×

Going ahead with beaver trapping 

  • Beavers will be trapped off Jones Street by the Transfer Station. —Staff Photo/David McLellan

  • Beavers have become a nuisance and will be trapped at the end of North Main Street and Wheeler Pond Road in Orange, as well as other areas of town, this fall and winter. Staff Photo/David McLellan



Staff Writer
Friday, September 28, 2018

ORANGE — They will be trapping beavers.

Despite some backlash, the Orange Selectboard has authorized a contract between the town and the U.S. Department of Agriculture to trap beavers in three areas of town: off Jones Street near the Orange Transfer Station, the end of North Main Street near Wheeler Pond Road and Royalston Road.

The decision comes despite objections from some residents concerned about the use of lethal body-hold traps called conibear traps on the large rodents, as well as from a letter from People for the Ethical Treatment of Animals, known as PETA, which objected to the use of lethal traps.

But the Selectboard decided on Wednesday to go ahead with the conibear traps, citing past examples where the nonlethal and PETA-recommended “Beaver Deceivers” have not worked.

“I don’t know what else we can do about it,” said Selectboard Vice Chairwoman Jane Peirce.

Normally, conibear traps are outlawed under state law enacted through a referendum several years ago. However, they are allowed in “emergency” situations when towns have a serious beaver problem.

At the last Selectboard meeting, Highway Superintendent Colin Killay said clearing dams and debris from beaver activity has become a struggle for his six-person department. He said the struggle has become a “losing battle,” and members of the Highway Department are spending at least eight hours a week clearing the beavers’ work, which can cause flooding.

The contract authorizes the town to spend $7,500 for the USDA’s trapping services, which will be carried out on 14 days this fall.

Originally, members of the Selectboard were concerned themselves about the humaneness of the traps, but their apprehensions were assuaged after hearing from the USDA’s Erik Shaffer, who will be trapping the beavers.

Shaffer pointed out that he has used conibear traps in Orange in the past with permission from the town, including last year off of Holtshire Road. He said the areas will be well marked with signs in both English and Spanish that include the phone number of the USDA’s Amherst office.

Shaffer also said the conibear traps are humane, despite what some may think.

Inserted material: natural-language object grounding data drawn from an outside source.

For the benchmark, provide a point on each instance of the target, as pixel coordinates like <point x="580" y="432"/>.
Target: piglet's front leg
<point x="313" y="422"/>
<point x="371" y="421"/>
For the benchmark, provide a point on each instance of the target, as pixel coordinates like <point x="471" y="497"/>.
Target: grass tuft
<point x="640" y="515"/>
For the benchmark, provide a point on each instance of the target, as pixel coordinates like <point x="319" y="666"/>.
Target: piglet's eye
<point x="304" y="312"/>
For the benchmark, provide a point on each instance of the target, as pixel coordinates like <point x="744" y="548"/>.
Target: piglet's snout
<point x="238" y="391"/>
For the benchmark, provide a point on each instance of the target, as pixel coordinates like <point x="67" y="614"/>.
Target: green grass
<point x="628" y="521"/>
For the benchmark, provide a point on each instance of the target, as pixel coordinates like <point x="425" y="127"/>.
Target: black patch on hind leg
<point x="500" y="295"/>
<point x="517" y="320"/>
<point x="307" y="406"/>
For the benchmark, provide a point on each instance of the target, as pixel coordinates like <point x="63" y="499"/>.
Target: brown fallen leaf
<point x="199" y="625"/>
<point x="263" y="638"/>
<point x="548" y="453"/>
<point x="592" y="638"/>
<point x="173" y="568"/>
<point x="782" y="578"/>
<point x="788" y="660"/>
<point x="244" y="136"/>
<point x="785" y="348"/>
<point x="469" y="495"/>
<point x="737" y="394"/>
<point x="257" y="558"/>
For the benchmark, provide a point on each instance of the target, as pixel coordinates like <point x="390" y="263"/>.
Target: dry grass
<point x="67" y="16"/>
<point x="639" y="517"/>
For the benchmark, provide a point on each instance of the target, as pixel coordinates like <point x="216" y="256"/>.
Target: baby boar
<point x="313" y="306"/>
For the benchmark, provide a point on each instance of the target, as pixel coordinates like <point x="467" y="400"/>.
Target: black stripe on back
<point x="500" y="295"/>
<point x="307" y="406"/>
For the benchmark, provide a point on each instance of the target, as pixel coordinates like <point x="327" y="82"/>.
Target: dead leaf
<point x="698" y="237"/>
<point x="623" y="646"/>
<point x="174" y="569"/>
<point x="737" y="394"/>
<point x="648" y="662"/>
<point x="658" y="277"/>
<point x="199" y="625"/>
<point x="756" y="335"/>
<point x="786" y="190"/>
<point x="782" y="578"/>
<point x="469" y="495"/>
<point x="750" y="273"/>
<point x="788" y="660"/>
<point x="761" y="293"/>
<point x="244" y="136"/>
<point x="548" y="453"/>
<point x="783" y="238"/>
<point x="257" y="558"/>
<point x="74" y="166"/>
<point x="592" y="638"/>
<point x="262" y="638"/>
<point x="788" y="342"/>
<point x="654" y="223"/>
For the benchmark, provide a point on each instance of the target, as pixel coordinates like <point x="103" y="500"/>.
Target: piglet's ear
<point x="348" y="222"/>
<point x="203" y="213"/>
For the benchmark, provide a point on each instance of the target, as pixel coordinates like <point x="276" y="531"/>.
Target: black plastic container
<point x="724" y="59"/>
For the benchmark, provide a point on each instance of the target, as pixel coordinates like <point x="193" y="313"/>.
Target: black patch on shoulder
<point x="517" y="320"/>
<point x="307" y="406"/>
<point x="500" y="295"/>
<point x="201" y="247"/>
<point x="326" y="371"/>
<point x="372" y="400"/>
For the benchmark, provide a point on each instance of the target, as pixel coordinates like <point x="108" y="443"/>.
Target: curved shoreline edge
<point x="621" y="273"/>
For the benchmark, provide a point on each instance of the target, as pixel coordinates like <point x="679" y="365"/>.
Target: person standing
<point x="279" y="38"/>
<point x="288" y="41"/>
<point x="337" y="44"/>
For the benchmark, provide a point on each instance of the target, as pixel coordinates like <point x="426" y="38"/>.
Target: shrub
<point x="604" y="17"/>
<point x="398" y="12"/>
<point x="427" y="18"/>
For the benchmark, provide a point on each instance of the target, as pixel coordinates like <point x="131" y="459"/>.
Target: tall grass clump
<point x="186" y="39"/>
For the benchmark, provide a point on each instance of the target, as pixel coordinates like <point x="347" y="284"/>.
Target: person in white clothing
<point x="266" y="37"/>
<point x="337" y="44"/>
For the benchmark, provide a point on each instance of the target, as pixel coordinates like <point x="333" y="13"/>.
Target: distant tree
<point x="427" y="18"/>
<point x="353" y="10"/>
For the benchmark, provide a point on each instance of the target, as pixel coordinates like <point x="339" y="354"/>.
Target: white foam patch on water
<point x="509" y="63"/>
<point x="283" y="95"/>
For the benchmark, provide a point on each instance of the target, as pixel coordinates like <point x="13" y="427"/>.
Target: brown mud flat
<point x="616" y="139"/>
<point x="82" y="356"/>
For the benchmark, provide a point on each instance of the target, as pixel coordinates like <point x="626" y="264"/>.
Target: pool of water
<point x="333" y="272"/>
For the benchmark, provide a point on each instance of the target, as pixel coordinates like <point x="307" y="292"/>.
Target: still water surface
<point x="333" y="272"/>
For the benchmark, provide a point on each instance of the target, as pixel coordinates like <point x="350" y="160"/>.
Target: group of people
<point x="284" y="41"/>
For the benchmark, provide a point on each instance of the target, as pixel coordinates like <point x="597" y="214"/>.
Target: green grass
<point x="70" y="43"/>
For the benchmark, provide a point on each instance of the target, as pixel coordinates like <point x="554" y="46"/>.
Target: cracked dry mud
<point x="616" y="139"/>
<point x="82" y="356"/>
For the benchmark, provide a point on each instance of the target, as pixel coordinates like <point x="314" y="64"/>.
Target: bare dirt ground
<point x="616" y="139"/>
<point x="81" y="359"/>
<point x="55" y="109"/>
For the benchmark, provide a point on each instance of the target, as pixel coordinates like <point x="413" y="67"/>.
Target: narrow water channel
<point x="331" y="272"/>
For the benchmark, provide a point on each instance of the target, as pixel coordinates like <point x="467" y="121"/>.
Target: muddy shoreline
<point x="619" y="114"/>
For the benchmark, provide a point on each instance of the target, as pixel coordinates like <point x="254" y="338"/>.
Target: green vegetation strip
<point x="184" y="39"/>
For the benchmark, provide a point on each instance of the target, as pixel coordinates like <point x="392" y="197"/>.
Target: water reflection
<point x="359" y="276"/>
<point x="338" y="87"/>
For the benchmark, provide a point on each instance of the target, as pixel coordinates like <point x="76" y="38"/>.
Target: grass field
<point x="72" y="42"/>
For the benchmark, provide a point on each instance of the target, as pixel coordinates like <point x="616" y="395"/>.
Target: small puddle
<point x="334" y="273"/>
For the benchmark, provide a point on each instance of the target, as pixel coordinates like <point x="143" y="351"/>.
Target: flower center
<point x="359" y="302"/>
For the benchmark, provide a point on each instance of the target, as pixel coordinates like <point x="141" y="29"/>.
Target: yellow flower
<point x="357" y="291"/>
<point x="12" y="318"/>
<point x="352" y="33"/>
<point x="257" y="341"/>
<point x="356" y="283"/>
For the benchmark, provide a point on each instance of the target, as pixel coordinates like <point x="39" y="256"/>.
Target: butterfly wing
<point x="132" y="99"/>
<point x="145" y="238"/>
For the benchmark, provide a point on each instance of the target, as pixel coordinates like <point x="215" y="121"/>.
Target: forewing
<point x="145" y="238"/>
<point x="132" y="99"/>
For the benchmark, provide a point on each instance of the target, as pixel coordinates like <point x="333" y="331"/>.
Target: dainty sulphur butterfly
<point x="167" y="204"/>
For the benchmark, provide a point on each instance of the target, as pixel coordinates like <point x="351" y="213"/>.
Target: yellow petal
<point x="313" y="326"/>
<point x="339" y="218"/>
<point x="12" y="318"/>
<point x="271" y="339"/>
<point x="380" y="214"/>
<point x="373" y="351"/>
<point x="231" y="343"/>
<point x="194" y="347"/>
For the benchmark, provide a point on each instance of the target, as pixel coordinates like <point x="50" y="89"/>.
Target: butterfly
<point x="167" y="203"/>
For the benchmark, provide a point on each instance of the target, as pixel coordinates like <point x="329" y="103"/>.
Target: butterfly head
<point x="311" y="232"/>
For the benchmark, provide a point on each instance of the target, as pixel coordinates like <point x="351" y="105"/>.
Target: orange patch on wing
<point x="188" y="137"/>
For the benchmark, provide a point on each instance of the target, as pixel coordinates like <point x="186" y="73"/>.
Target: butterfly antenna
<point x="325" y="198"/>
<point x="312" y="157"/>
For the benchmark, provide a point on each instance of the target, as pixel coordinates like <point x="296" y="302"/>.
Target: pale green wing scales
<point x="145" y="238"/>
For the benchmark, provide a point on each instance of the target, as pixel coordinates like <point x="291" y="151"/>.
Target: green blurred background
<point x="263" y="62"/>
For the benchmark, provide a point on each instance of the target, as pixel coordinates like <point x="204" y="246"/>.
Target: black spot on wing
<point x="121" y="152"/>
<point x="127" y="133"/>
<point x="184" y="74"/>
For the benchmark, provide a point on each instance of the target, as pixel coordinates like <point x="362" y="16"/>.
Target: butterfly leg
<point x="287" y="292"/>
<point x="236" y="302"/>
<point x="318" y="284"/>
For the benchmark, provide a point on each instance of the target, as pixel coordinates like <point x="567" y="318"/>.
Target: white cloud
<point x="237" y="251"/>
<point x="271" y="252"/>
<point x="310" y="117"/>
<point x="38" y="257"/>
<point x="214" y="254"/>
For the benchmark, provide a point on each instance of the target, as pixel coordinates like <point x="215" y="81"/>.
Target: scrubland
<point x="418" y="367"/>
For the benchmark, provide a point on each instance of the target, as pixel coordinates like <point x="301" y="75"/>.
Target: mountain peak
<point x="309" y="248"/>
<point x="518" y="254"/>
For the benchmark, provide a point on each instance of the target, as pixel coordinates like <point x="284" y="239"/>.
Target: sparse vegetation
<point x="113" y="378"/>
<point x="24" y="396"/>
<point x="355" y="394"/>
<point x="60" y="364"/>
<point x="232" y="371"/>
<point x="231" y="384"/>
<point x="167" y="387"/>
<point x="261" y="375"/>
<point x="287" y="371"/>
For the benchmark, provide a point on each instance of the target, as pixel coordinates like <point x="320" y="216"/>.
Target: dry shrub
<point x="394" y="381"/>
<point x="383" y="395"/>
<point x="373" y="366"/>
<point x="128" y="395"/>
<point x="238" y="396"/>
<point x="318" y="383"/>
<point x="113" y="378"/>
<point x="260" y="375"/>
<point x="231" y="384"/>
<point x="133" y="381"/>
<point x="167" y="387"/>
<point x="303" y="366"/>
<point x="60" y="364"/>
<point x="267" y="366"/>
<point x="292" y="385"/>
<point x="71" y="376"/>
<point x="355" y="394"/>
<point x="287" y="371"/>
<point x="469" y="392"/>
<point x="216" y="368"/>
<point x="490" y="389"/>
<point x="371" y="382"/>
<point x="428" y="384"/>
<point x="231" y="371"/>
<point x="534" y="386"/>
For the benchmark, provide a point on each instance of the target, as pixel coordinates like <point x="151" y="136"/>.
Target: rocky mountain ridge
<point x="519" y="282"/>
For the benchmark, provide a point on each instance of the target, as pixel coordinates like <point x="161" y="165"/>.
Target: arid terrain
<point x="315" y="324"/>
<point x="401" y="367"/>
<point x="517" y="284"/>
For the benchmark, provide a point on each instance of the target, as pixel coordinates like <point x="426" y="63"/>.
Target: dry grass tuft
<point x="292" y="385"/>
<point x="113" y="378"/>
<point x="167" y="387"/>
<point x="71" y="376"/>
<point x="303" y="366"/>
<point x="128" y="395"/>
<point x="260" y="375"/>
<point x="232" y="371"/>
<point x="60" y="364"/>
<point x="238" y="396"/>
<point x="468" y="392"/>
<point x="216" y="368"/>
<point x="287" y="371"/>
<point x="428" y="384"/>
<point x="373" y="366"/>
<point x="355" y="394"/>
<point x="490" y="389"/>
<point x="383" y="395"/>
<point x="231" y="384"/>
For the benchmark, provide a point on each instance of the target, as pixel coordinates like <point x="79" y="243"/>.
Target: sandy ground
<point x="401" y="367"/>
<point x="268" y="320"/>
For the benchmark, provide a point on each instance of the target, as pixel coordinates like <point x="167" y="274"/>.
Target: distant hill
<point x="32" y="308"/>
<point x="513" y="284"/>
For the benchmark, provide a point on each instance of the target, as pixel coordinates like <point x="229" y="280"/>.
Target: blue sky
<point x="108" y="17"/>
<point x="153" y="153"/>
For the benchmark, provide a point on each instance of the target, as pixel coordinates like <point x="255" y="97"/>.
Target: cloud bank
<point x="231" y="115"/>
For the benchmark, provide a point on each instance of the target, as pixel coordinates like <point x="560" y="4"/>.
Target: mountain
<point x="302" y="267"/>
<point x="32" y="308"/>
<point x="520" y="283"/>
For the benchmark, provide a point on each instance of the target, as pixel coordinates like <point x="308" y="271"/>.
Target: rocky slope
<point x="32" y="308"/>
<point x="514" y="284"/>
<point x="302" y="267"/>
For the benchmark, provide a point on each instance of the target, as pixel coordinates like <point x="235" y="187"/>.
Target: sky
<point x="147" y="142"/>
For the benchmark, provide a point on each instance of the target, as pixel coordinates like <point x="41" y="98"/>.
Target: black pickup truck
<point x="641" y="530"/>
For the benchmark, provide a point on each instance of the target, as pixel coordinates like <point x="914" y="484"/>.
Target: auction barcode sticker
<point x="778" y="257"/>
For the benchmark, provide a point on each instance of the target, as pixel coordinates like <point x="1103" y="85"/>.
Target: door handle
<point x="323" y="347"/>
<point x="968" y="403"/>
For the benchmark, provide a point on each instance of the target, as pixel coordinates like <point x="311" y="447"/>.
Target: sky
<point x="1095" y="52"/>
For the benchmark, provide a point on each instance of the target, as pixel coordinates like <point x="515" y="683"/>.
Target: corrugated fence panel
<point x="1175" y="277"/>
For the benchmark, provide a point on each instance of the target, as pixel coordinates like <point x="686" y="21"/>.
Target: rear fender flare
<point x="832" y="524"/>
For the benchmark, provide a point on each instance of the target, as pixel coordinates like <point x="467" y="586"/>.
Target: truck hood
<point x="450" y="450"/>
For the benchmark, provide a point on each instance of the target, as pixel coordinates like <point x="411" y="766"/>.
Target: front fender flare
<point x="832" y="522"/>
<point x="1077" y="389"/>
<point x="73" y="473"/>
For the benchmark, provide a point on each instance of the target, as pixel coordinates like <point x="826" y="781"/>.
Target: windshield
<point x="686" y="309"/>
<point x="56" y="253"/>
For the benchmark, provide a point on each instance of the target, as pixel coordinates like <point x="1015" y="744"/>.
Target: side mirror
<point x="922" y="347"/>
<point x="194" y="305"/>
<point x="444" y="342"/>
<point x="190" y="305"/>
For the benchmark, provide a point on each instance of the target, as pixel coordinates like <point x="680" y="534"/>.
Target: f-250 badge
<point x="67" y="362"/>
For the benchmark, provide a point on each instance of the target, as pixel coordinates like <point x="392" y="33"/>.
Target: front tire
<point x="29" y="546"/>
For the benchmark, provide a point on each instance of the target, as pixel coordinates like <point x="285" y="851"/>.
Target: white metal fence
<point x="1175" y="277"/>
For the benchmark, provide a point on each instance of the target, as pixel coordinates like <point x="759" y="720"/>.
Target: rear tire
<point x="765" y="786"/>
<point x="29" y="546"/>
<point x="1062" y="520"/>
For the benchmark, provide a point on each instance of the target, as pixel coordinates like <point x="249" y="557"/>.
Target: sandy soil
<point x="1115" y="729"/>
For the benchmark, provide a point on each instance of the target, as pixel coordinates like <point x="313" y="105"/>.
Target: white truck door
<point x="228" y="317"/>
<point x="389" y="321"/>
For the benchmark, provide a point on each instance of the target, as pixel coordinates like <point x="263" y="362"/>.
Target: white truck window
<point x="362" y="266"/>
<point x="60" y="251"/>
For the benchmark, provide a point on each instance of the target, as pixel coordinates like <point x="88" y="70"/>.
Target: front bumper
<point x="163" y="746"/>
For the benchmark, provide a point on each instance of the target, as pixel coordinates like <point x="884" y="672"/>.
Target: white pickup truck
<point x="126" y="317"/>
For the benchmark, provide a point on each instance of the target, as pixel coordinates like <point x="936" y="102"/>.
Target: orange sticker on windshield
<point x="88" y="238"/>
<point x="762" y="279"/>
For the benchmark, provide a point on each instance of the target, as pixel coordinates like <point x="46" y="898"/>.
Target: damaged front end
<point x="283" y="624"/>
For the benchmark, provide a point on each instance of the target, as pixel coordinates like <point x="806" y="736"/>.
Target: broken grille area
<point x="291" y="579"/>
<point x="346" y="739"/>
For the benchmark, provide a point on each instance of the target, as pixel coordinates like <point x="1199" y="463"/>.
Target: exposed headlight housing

“From my experience, and I’m going to tell everybody, conibear traps are probably the most humane and efficient trap there is,” Shaffer said. “It’s a quick-kill trap.”

Shaffer said the traps will be mostly submerged in water, and that they are more-or-less “species specific” and unlikely to trap anything else. However, he did admit that he has occasionally caught otters.

“This is an urgent situation. We don’t have a lot of resources to apply to this. We don’t have time to experiment with this thing or that thing. We don’t have a lot of people to put on the problem, and there have been a few individuals who have protested the fact that we’re going to have to remove some beavers,” Peirce said. “But, generally speaking, I think it rises to the level of a public health and safety issue that we’re going to have to deal with, so I am in favor of signing this agreement with USDA which will do some very targeted removal in the specific problem areas that we’ve talked about.”